Complex arithmetic ignores -ffast-math after clang r219557, serious performance regressions


SVN now seems to be respecting the -ffast-math flag in the way we desire without Matthijs’ temporary fix. I didn’t see any further traffic about this on the cfe-dev list - was there a discussion elsewhere? Did it get fixed by accident as part of some other change, and we should worry about whether it will come up again?
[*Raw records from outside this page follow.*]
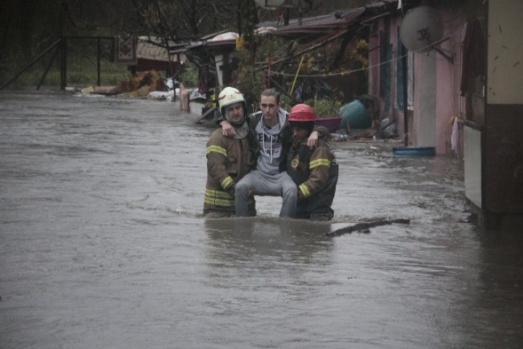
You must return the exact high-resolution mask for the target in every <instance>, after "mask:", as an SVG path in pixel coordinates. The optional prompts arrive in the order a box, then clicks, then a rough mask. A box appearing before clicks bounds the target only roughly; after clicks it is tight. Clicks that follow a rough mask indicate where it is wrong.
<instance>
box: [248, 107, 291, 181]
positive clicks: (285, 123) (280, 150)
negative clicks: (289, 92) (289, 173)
mask: <svg viewBox="0 0 523 349" xmlns="http://www.w3.org/2000/svg"><path fill="white" fill-rule="evenodd" d="M278 120H279V123H278V124H277V125H275V126H274V127H272V128H267V127H266V126H265V122H264V120H263V117H262V118H261V119H260V121H259V122H258V123H257V124H256V127H255V128H254V131H255V136H256V140H257V141H258V144H259V145H260V153H259V156H258V163H257V166H256V169H257V170H258V171H261V172H263V173H266V174H269V175H272V174H277V173H280V161H281V159H282V157H283V156H284V155H285V154H283V144H282V131H283V129H284V127H285V124H286V122H287V112H286V111H285V110H283V109H281V108H280V110H279V111H278Z"/></svg>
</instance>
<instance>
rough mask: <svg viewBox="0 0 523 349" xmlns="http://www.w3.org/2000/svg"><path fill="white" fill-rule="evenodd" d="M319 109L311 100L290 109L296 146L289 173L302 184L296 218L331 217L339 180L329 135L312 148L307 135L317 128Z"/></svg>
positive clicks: (287, 165)
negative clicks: (303, 103)
mask: <svg viewBox="0 0 523 349" xmlns="http://www.w3.org/2000/svg"><path fill="white" fill-rule="evenodd" d="M315 123H316V113H315V112H314V109H313V108H312V107H310V106H309V105H307V104H297V105H295V106H294V107H292V109H291V111H290V113H289V124H290V127H291V129H292V141H293V143H292V147H291V148H290V149H289V153H288V156H287V166H286V168H287V173H288V174H289V175H290V176H291V177H292V179H293V180H294V182H295V183H296V185H297V186H298V206H297V210H296V218H306V219H311V220H322V221H326V220H331V219H332V217H333V215H334V211H333V210H332V208H331V205H332V202H333V200H334V195H335V193H336V185H337V183H338V164H337V163H336V159H335V157H334V154H333V152H332V151H331V149H330V147H329V144H328V142H327V140H326V139H325V138H320V139H319V142H318V146H317V147H316V148H315V149H310V148H309V147H308V146H307V138H308V137H309V135H310V133H311V132H312V130H313V129H314V126H315Z"/></svg>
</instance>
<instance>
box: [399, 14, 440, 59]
mask: <svg viewBox="0 0 523 349" xmlns="http://www.w3.org/2000/svg"><path fill="white" fill-rule="evenodd" d="M443 28H444V25H443V20H442V18H441V16H440V14H439V12H438V10H436V9H435V8H433V7H429V6H420V7H416V8H415V9H412V10H410V11H409V12H407V14H406V15H405V18H403V22H402V23H401V26H400V40H401V42H402V43H403V45H404V46H405V47H406V48H407V49H409V50H410V51H420V50H421V51H430V49H431V48H432V47H431V46H432V45H433V44H434V43H435V42H437V41H439V40H441V38H442V37H443Z"/></svg>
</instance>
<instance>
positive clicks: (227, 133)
mask: <svg viewBox="0 0 523 349" xmlns="http://www.w3.org/2000/svg"><path fill="white" fill-rule="evenodd" d="M220 126H221V128H222V135H224V136H225V137H234V136H235V135H236V131H235V130H234V127H232V125H231V123H230V122H229V121H227V120H223V121H222V122H220Z"/></svg>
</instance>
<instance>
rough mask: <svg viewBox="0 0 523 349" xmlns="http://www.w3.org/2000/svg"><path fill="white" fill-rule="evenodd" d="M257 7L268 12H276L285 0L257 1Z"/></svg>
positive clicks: (282, 4)
mask: <svg viewBox="0 0 523 349" xmlns="http://www.w3.org/2000/svg"><path fill="white" fill-rule="evenodd" d="M255 1H256V5H258V6H260V7H262V8H264V9H267V10H274V9H276V8H278V7H280V6H281V5H283V3H284V2H285V0H255Z"/></svg>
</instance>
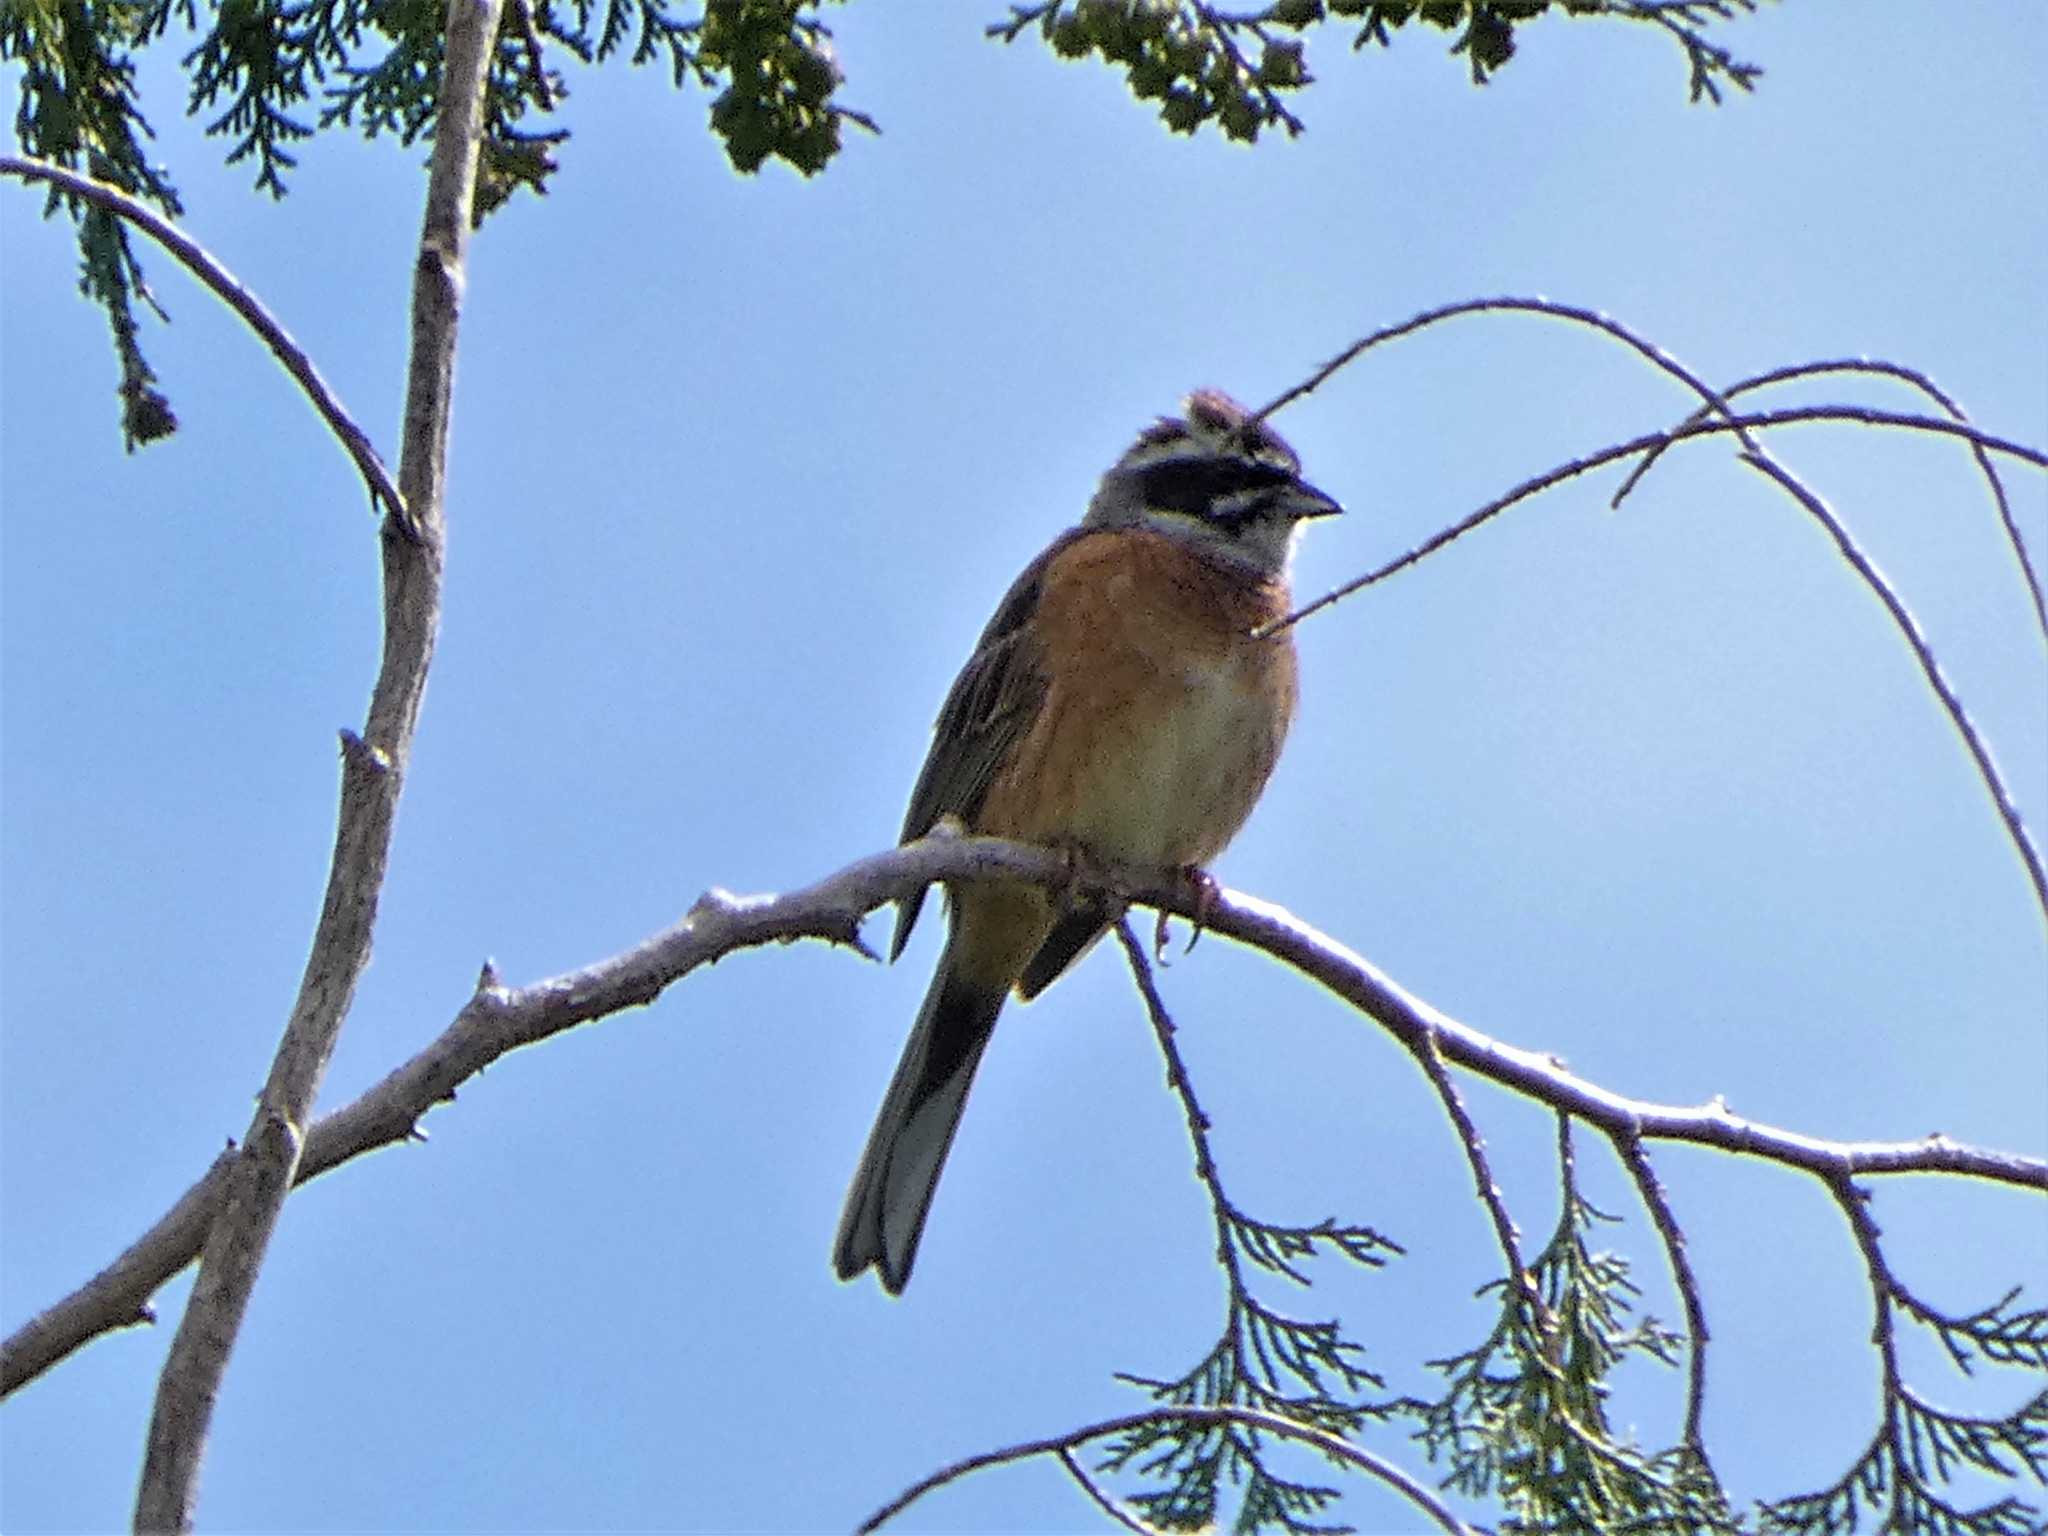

Not that I’m aware of. Did anything happen here?

Hi Richard,

I think you're seeing a change in the backend (in combination with an older frontend change) -- perhaps the backend change is when we added fast-math flags to fcmp?

Here's what happens:

Given some code like this:
$ cat /tmp/c.c
typedef _Complex double dc;

dc foo(dc a, dc b) {
  return a*b;

Compiling it produces IR that looks like this:

define { double, double } @foo(double %a.coerce0, double %a.coerce1, double %b.coerce0, double %b.coerce1) #0 {
[perform the fast code]
  %isnan_cmp = fcmp fast uno double %mul_r, %mul_r
  br i1 %isnan_cmp, label %complex_mul_imag_nan, label %complex_mul_cont, !prof !1

complex_mul_imag_nan: ; preds = %entry
  %isnan_cmp1 = fcmp fast uno double %mul_i, %mul_i
  br i1 %isnan_cmp1, label %complex_mul_libcall, label %complex_mul_cont, !prof !1

complex_mul_libcall: ; preds = %complex_mul_imag_nan
  %call = call { double, double } @__muldc3(double %a.real, double %a.imag, double %b.real, double %b.imag) #1
  %4 = extractvalue { double, double } %call, 0
  %5 = extractvalue { double, double } %call, 1
  br label %complex_mul_cont

complex_mul_cont: ; preds = %complex_mul_libcall, %complex_mul_imag_nan,

So we always do the fast calculation, and then only if we get NaN, do we go back and do the slow calculation. But because of the fast-math flags, the backend can constant fold the relevant comparisons, and eliminate that entire set of branches, leaving on the fast code.